Identification of therapeutic drugs with high drug sensitivity for brain metastasis-associated epithelial cells (BMAECs) and high-brain metastasis (BM) index patients. (A) An overview of the association between the BM index and clinicopathological features of patients. Columns represent LUAD patients ranked by BM index from low to high (top row), and other rows represent the clinical features. *P < .05 and ***P < .001. (B) K–M survival analyses demonstrated significantly poorer OS (B) and DFS (C) in patients with a high BM index. (D) The overall workflow for identifying highly sensitive candidate drugs targeting BMAECs and for patients with a high BM index. (E) The differential drug-response analysis (boxplots, upper panel) and Spearman’s correlation analysis (lower panel) of lapatinib.

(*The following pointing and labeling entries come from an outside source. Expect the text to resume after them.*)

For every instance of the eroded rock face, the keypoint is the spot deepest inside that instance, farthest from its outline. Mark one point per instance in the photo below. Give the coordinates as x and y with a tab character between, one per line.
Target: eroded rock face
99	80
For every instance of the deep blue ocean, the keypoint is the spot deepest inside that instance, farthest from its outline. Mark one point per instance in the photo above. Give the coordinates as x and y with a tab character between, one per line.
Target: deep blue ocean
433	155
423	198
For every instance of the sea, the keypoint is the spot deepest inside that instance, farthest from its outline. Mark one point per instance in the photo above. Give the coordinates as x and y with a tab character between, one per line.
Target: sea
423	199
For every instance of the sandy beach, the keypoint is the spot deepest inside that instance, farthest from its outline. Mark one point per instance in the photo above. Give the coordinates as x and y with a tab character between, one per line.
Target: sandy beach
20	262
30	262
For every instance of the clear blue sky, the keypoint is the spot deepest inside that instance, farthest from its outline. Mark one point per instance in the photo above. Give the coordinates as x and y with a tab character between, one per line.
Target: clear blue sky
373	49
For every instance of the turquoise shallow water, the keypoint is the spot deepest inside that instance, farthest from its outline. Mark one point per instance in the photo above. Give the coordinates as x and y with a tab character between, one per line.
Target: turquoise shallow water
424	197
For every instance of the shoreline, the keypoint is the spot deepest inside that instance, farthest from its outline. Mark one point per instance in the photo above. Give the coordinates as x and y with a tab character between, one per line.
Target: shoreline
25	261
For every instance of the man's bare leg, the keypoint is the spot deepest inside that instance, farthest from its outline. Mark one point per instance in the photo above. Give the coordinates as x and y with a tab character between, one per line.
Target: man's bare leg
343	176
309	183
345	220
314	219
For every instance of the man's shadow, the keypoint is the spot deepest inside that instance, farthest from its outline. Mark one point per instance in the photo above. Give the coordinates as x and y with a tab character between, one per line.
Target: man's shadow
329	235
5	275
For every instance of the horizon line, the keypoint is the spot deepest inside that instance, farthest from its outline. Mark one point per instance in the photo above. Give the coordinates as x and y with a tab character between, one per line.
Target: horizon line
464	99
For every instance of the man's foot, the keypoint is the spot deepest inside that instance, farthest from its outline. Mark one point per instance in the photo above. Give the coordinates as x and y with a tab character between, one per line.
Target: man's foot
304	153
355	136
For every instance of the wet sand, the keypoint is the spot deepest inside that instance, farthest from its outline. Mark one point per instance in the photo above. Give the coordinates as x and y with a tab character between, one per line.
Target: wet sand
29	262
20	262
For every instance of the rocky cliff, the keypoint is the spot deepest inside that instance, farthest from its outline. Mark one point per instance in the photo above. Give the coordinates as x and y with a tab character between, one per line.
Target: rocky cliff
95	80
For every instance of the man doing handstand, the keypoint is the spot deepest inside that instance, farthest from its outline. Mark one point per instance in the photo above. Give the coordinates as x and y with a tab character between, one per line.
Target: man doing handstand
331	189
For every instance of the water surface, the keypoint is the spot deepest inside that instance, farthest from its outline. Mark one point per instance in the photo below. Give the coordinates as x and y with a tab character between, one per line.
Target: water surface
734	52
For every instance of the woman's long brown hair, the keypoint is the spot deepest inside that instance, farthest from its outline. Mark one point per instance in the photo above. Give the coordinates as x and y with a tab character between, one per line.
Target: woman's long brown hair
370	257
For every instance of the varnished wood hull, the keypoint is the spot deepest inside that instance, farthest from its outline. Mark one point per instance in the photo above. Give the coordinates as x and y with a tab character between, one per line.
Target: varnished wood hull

Spearman’s correlation analysis between gene/protein expressions of drug targets of lapatinib and drug-response AUCs in BMAECs/MECs (F, left panel), high/low-BM-index patients (G, left panel; H, left panel). The differential expression analysis of drug targets between BMAECs and MECs (F, right panel), high- and low-BM-index patients (G, right panel; H, right panel). The vertical dotted line represents the cutoff value of the false discovery rate as 0.05.